By now your lentils and potatoes should be done. You want the lentils to be “mixed” – they should have lost their form. The potatoes should be very soft and falling apart if pressed with a spoon.
Add the onion masala mixture and stir.
Add the spinach. Keep stirring and lifting the lentils over the spinach so that the spinach wilts.
Once spinach has wilted, it’s time to blend. You can use an immersion blender (be careful if you have nonstick pots) or you can run it through a standard blender in batches.
You should now have a very thick soup. Add your favorite unsweetened cooking “milk” until the soup reaches the desired consistency. (Sometimes I like this soup a little on the thin side, so I can sip it from a mug.) The milk should cool the soup down to the perfect temperature for serving, but if you need to reheat, keep the heat on low and make sure you don’t let the soup come to a boil.
Taste. Add more salt or garam masala, if needed.
Serve with wedges of lime or lemon. Do NOT skip the citrus; a small squeeze really enhances the flavor of the spinach and lightens and brightens the soup.

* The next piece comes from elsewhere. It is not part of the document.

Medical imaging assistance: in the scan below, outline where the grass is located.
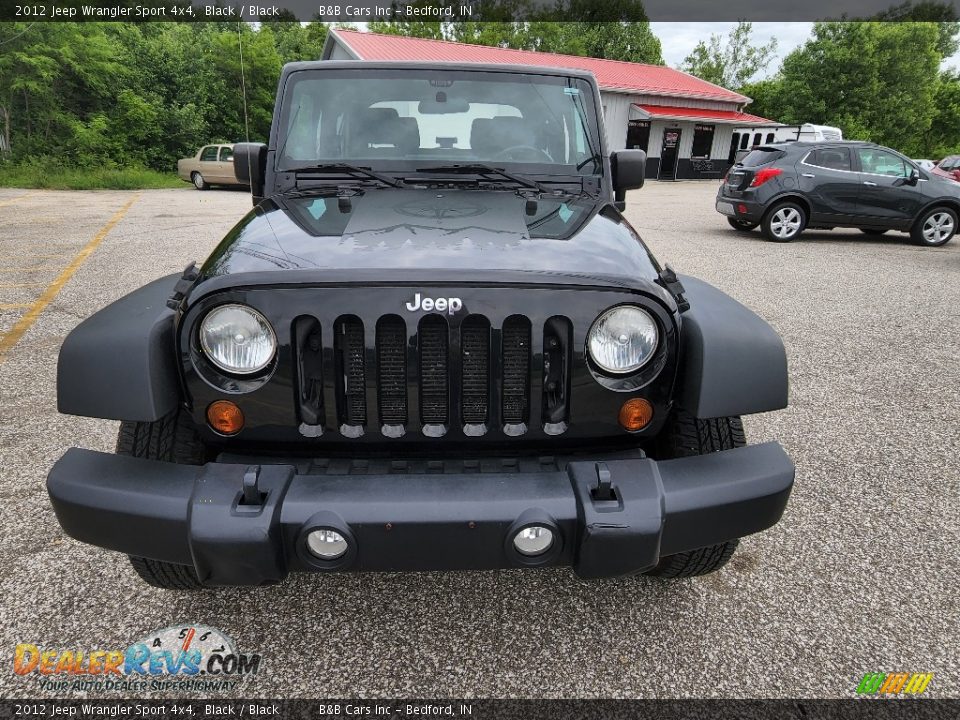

To make a more traditional soup, use 6 cloves of garlic and a 1-inch piece of ginger, grated. You may also want to increase the amount of cumin, peppers, and garam masala you use.
If making this soup for a child (or anyone with a very delicate palate), feel free to omit the cumin. It adds a nice touch but isn’t essential. Also, eliminate the chili peppers and use a grind of fresh black pepper instead. The red lentils and garam masala will still give this an exotic flavor that’s not too big a departure from American cream of spinach soup.